Bleak History Lessons for Libya’s Future

Author: Richard N. Haass
March 27, 2011

Financial Times



This year sees the 25th anniversary of the publication of Thinking in Time: The Uses of History for Decision-Makers, a text on how best to use lessons of the past. It provides a corollary to the aphorism that those who cannot remember history are condemned to repeat it. This is especially relevant in Libya, where history has been enlisted to make the case both for and against military intervention.

Those making the moral case for action, including President Barack Obama, often cite the need to avoid repeating the failure to intervene in Rwanda in 1994. Those arguing for no-fly zones recall northern Iraq, or the former Yugoslavia. But none of these is an exact fit. Unlike Rwanda, Libyan society is not structured along a single or dominant ethnic faultline. And Muammer Gaddafi's threat to show no mercy to his opponents might have been just that: a threat, within the context of a civil uprising, to intimidate those who opposed him with arms. It was not necessarily a threat to every man, woman and child in Benghazi.

The case can be made that the recent experiences in Iraq and Afghanistan are more relevant. There, grand schemes for remaking societies fared poorly when they encountered local realities. It also proved difficult and expensive to turn early military victories into lasting outcomes – just as we now learn that no-fly zones cannot control what happens on the ground.

Already in Libya, what began as a limited no-fly zone is becoming something more ambitious. Still, we are where we are. The question is now less whether we were right to get involved along the lines we did but “what do we do now?”

An immediate ceasefire and an end to all attacks against civilians – as demanded by UN Security Council resolution 1973 – is an unlikely scenario. But what if Colonel Gaddafi actually did comply? The US, unlike the UN resolution, is calling for him to be ousted. Would the Obama administration accept the continued existence of his regime? And what if his forces respected the ceasefire but the rebels did not?

All of this is improbable, if for no other reason than civil wars rarely just stop. Three scenarios are more likely. The first is continued fighting, with no side striking a decisive blow. Here the no-fly zone would have levelled the playing field, as shown by the rebels retaking the oil towns of Brega and Ras Lanuf on Sunday – but with civil war prolonged. More suffering and loss of life would be the result. It would be ironic, even tragic, if this were the outcome of an action justified on humanitarian grounds. But it is possible.

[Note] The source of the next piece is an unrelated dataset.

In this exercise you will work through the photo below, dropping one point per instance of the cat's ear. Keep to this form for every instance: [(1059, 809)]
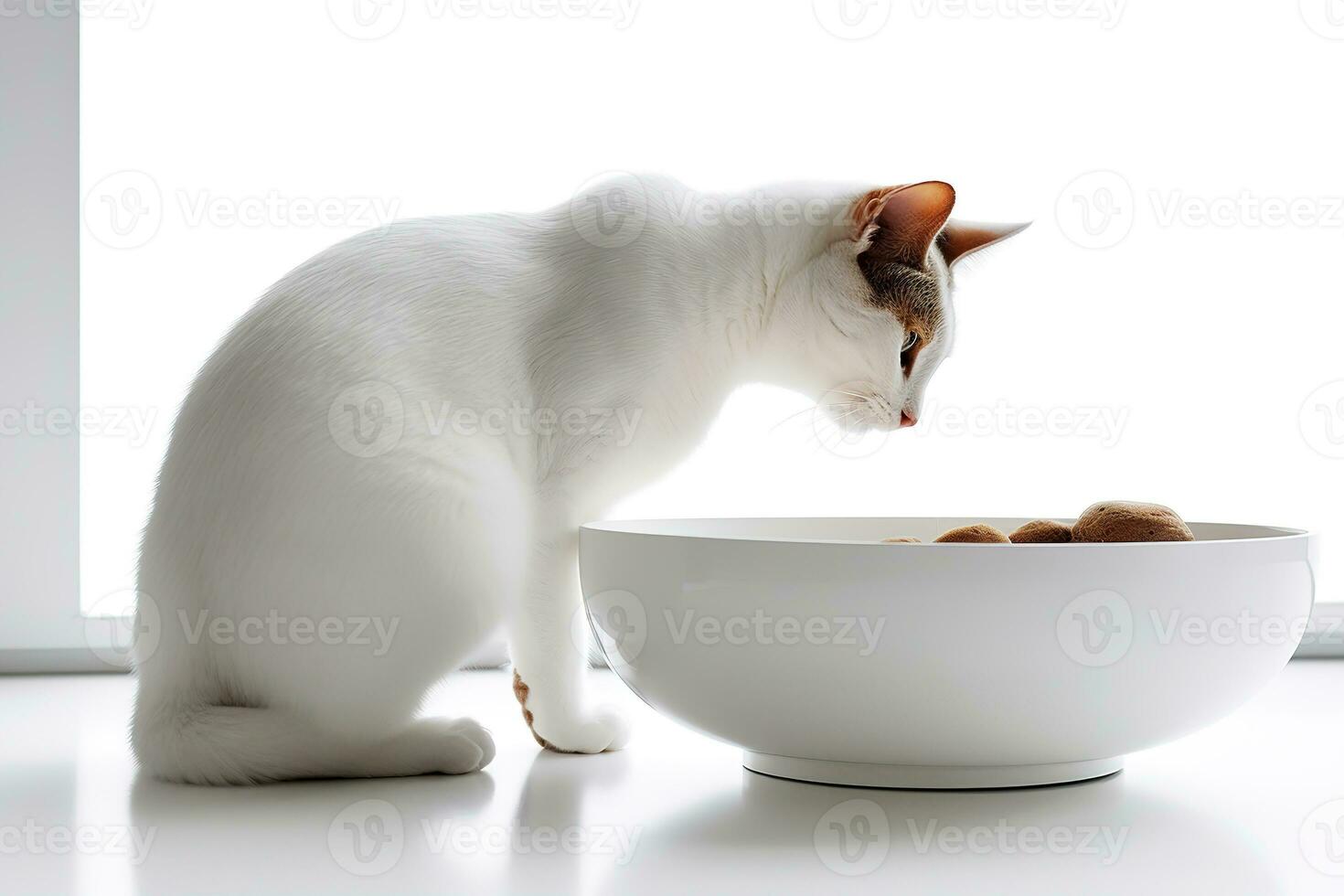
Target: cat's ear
[(961, 238), (898, 225)]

It is also possible that diplomacy could then bring an end to the fighting, but that too is a long shot. Instead, the international community will more likely have to consider escalating its support for the regime's opponents. This could happen directly, by introducing foreign forces, or indirectly, by providing arms to the rebels.

Scenario two is the fall of Col Gaddafi's government. This could follow support for the rebels, or the implosion of the regime. But here history suggests the opposition is more likely to splinter, once it had accomplished the one objective that united it: hostility to the regime.

If the regime did fall, a foreign peacekeeping force or something more capable would almost certainly have to be sent to Libya to provide security. Awkwardly, such a presence is currently explicitly banned by the UN resolution authorising the no-fly zone. It is also unclear who would provide the troops, or pick up the costs. A bigger worry is whether the opposition could transform itself into a national entity, able to rule in the interests of the Libyan people. But we simply don't know a great deal about the people we are siding with, so it is just as plausible to imagine some rebels breaking off, and introducing an intolerant Islamist rule in part or all of the country.

The third scenario sees Libya's regime finding a way to prevail. In the short term the world would then have to negotiate. In the long term the west would face a more difficult choice: try to overthrow the regime through covert action and sanctions, or just modify its behaviour with economic and other measures. This was, after all, the approach that persuaded Col Gaddafi to give up weapons of mass destruction.

There are too many actors and variables at work in Libya to predict how this military intervention will play out. No one can know what will come next, much less what will come after that. But history suggests that success will be hard to achieve. And if it comes, it will take more time, prove more costly, and have more unexpected consequences than many originally anticipated.